= Landscape genomics =

Study of environmental factors and genetic adaptation

Landscape genomics is one of many strategies used to identify relationships between environmental factors and the genetic adaptation of organisms in response to these factors such as climate and soil. Landscape genomics combines aspects of landscape ecology, population genetics and landscape genetics. The latter addresses how landscape features influence the population structure and gene flow of organisms across time and space. The field of landscape genomics is distinct from landscape genetics in that it is not focused on the neutral genetic processes, but considers, in addition to neutral processes such as drift and gene flow, explicitly adaptive processes, i.e. the role of natural selection.

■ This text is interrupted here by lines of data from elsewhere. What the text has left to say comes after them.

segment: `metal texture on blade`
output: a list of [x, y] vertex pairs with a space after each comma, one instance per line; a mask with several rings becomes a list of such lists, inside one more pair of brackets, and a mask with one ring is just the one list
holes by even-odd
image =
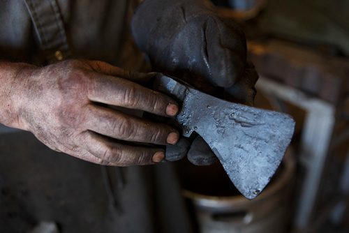
[[183, 135], [199, 134], [221, 161], [235, 187], [248, 199], [265, 188], [285, 155], [295, 121], [288, 115], [207, 95], [165, 75], [159, 89], [182, 101], [177, 121]]

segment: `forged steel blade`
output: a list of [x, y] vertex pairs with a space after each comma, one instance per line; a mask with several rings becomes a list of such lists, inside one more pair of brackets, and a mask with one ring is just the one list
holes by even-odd
[[176, 120], [182, 134], [196, 132], [218, 158], [235, 187], [255, 197], [274, 174], [293, 135], [288, 115], [221, 100], [162, 74], [159, 91], [181, 103]]

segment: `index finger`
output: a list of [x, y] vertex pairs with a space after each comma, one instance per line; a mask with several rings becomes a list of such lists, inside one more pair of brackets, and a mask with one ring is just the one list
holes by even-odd
[[88, 88], [91, 101], [173, 116], [178, 104], [171, 98], [120, 77], [94, 75]]

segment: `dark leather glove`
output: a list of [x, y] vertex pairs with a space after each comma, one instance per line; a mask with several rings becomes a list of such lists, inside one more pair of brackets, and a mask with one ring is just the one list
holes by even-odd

Population genomics utilizes outlier tests to identify genetic variation, which rely on identifying high genetic variation in populations. However, more subtle forms of genetic variation can be detected in landscape genomics. Additionally, outlier tests do not aim to, nor do they facilitate the identification of selection pressures from the local environment that caused genetic variation. Contrarily, landscape genomics aims to identify changes in the genome directly resulting from local environmental factors.

== History ==
Landscape genomics is a relatively new field, made possible by recent technological advances in genetic mapping. Genomics is the study of the genome, otherwise known as the collection of all of the genes in one organism. Landscape genetics uses technology capable of monitoring 5-20 genetic markers at a time, whereas technology has advanced so that it is now capable of mapping an entire genome, including additional types of genetic markers. Landscape genomics analyzes adaptive markers, whereas landscape genetics only analyzes neutral markers. The field of genomics began to grow in the 1970s when new technology was discovered by A.M. Maxam and W. Gilbert, and continued to advance with the widely recognized Human Genome Project. It was the application of the technology and strategies used in genomics to landscape genetics that created the field of landscape genomics.

== Methods ==
Landscape genomics makes use of several fields of study. Environmental association analysis is used to link adaptive processes and genetic markers to local environmental factors. This is often done by selecting one environmental factor, e.g. water salinity or altitude. Continuous data from this factor is then aligned with genetic polymorphisms data from an organism inhabiting the same time and place, and data analysis can then be conducted to detect potential correlations.

Gene sequencing is also necessary in order to identify the genetic markers that are to be studied in correlation with environmental factors.

== Applications in research ==
Landscape genomics has provided an opportunity to examine potential implications of climate change based on how organisms respond to changing temperatures and climate. In one example, researchers studied several populations of the black alder tree, and through landscape genomics found that it is highly adaptive to temperature and latitude changes. This has meaningful implications, as it can help researchers predict how the black alder will react to climate change in the future. Together with complementary research on the ecological role of the black alder, it is also possible to predict how the environment surrounding black alder populations will change.